Le terme Afropéen permet de rendre indigène, d’européaniser la question noire en Europe. L’enjeu est alors d’arrêter de parler des Noirs en les pensant à l’extérieur du territoire, de la société, en les pensant comme des immigrés, des flux venus d’Afrique ou d’ailleurs. Tout comme le terme afro-américain, revendiquer une existence afropéenne, c’est d’abord parler d’inégalités, de mauvais traitement. Comme je le disais je suis française et pourtant on me renvoie toujours à des origines autres. Il faut donc arrêter de faire comme si la couleur de peau ne comptait pas. Ce n’est pas vrai. Nous sommes le fruit d’une histoire commune.
Une histoire qui n’est pas enseignée en France, contrairement aux États-Unis par exemple où existent les Black studies.

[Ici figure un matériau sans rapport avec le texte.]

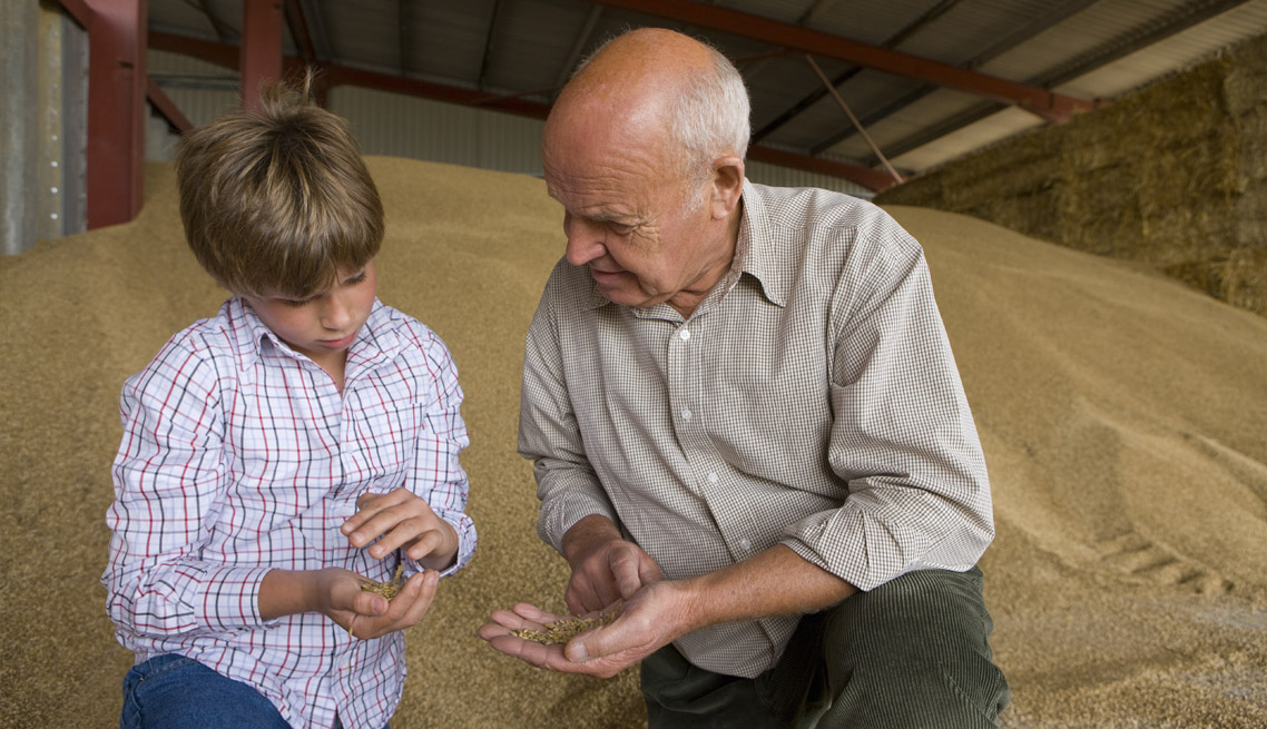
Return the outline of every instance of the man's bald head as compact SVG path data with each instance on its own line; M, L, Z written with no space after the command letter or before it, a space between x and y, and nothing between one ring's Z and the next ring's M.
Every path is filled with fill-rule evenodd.
M644 28L582 63L555 103L546 138L647 144L699 181L718 157L744 158L749 110L744 80L725 56L680 33Z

Il ne faut quand même pas oublier que l’existence de cette discipline aux États-Unis a été le fruit d’une lutte des professeurs qui ont campé devant les universités dans les années 1960. La professionnalisation ne s’est pas faite d’un coup de baguette magique du jour au lendemain. La question en France est de savoir qui va être capable d’encadrer des étudiants de thèse sur ce genre de thématiques. Quand j’ai proposé mon sujet de thèse on m’a taxé de communautariste, tout simplement parce que je suis noire, alors que je n’ai aucun lien avec les Afro-Américains ou les Afro-Jamaïquains
Estimez-vous que la population française soit réceptive à ce genre de thématiques ?

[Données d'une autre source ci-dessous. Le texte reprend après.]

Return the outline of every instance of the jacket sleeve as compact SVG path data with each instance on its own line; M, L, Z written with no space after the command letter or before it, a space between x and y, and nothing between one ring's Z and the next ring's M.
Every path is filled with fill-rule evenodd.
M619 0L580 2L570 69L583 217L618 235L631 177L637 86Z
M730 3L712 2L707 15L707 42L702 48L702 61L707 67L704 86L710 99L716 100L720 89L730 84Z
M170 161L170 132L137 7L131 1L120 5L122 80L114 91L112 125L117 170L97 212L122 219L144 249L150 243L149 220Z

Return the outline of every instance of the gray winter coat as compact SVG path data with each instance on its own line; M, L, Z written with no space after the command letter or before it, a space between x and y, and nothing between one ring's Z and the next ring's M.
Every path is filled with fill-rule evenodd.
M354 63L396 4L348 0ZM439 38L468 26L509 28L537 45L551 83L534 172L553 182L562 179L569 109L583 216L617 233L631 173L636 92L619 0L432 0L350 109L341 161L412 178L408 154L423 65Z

Les politiques n’ont pas pris conscience de l’ampleur des enjeux. Mais la population, est intéressée. Je sens une réelle ébullition, avec des associations comme la Brigade anti-négrophobie ou Stop le contrôle au faciès ou d’autres. Certaines personnes ont un réel besoin qu’on parle de ces thématiques car toutes les négations, cette non-reconnaissance de ceux qui font la France, produisent du mal-être. Ce sont des problèmes qui touchent vraiment à la santé psychique des gens. Les gens sont en quête de sens.
Maboula Soumahoro en dates :
1976 : Naissance au Kremlin-Bicêtre (Val de Marne)

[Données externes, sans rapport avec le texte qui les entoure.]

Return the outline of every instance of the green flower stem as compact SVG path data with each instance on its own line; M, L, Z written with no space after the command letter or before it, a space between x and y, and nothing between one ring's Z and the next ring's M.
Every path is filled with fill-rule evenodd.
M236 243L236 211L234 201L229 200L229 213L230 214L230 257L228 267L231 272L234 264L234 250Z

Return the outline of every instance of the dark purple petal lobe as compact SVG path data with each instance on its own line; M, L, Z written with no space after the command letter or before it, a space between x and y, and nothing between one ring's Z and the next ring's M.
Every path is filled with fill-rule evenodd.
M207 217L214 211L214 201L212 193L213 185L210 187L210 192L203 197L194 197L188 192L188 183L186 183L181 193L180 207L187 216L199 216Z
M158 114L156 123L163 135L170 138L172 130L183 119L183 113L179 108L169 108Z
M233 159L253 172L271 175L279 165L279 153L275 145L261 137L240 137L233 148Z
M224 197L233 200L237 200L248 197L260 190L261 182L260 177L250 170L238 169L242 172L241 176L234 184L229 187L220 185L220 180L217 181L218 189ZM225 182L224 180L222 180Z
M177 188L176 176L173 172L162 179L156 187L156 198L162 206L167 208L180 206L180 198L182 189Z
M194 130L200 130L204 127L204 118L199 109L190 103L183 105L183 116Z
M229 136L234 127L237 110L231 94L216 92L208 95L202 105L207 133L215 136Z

1999 : Premier séjour aux États-Unis
2008 : Soutient sa thèse La couleur de Dieu ? Regards croisés sur la Nation d’islam et rastafarisme 1930-1950
Depuis 2009 : Maître de conférence à l’université de Tours, membre du Groupe de recherches anglo-américaines.
2012 : Création du Black History Month à Paris
Elle écoute :
Anything is possible. DJ Mehdi
L’exclu. Casey (in Ennemi de l’ordre. 2010)
Sans lui. AL (in Terminal 3. 2012)
Elle lit :
L’homme invisible. Pour qui chantes-tu ? Ralph Ellison (Grasset. 2002)
Orlando. Virginia Woolf (Hogarth Press. 1928)
Segou. Maryse Condé (Robert Laffont. 2 tomes. 1984/1985)
Ses modèles :
La femme politique Christiane Taubira
La chanteuse Nina Simone
L’écrivaine Maryse Condé
1. Le Black history month : aux États-Unis, depuis les années 1970, le Black history month est un mois commémoratif en l’honneur des Afro-Américains. Il est largement inspiré du Negro history week créé en 1926 par l’historien Carter G. Woodson. Maboula Soumahoro participa à la visibilité de cet événement en France en 2012.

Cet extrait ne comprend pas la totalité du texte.